Check out what @OHSUnephrology found below. That’s an RBC cast ! Another clue that our bleeding source is glomerular. 

Our patient has hematuria of glomerular origin.

I like to approach GN serologically.

But instead of just ordering all of those labs simultaneously at a high cost, history and physical exam should guide that workup. Let’s revisit the exam. What is this skin lesion? 

Retrospective history is obtained and reveals at least one year of joint pain/stiffness mostly in the mornings. 

Workup for SLE revealed + ANA (titer 1:2560, homogenous), very low C3/C4 levels, and a renal biopsy with class IV lupus nephritis.

This patient likely had an underlying SLE for some time. The acute epiglottitis triggered a flare, manifesting with malar rash, GN, and acute pancreatitis. This allowed for the diagnosis to be made.
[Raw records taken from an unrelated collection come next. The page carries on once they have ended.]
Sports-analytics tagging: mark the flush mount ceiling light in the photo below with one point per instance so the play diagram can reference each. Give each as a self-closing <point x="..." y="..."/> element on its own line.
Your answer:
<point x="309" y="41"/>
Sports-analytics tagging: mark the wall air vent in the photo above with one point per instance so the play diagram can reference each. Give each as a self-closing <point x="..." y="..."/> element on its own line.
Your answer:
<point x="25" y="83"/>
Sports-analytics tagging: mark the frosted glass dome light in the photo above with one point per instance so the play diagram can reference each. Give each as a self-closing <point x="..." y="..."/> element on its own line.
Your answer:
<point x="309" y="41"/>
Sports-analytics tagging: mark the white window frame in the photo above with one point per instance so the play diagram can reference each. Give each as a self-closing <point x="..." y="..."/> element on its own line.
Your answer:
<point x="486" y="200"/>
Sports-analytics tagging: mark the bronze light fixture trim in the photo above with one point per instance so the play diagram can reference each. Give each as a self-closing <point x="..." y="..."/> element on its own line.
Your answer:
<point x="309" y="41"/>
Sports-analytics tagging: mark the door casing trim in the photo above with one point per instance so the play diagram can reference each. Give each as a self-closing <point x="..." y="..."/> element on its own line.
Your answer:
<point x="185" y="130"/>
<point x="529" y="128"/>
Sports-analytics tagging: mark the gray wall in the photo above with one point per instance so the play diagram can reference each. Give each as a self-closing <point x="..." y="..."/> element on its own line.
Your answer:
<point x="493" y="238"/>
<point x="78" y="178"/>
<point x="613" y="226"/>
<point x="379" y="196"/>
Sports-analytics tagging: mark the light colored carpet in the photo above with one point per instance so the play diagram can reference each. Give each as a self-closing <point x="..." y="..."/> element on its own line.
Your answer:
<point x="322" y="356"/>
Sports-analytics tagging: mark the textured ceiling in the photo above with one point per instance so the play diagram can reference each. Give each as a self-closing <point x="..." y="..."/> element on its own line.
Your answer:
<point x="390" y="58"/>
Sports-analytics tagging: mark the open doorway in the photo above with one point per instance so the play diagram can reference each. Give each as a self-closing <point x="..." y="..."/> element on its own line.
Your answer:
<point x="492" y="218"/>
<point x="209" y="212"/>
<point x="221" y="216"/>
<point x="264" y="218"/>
For more details of this case, check out: https://casereports.bmj.com/content/18/6/e264956 

A 54-year-old man admitted for alcohol withdrawal was noted to have subtle but critical physical findings. Other than nausea, he had no complaints. Examination revealed left-sided ptosis that worsened after sustained upward gaze. Cardiac auscultation detected an extra transient sound near S1, best heard over the base of the heart, along with a decrescendo diastolic murmur over Erb’s point. 

For the ptosis with positive fatiguability, differential included ocular myasthenia gravis, Lambert-Eaton myasthenic syndrome, botulism, and Horner’s syndrome. The fatigability was highly suggestive of a disorder of the neuromuscular junction, specifically myasthenia gravis, which was later confirmed by positive serum acetylcholine receptor antibodies.   

For the extra transient heart sound near S1, the differential included split S1, S4 gallop, and ejection click (EC). its location (base of the heart) and high pitch (best with diaphragm) were most consistent with EC. ECs may arise from abnormal semilunar valves (e.g. bicuspid aortic valve) or dilated great vessels (aorta and pulmonary trunk). Echocardiography revealed severe dilation of the aortic root 6.2cm, and 4.5cm ascending thoracic aneurysm, which was confirmed by chest computed tomography angiography. The aneurysm met surgical criteria and was urgently repaired. 

This case highlights how bedside examination alone uncovered two life-threatening but otherwise unsuspected diagnoses.  Careful auscultation can distinguish extra transient sounds near S1: split S1 and S4 are usually heard at the apex, with S4 best detected by the bell; in contrast, ECs are high-pitched and often heard best at the base.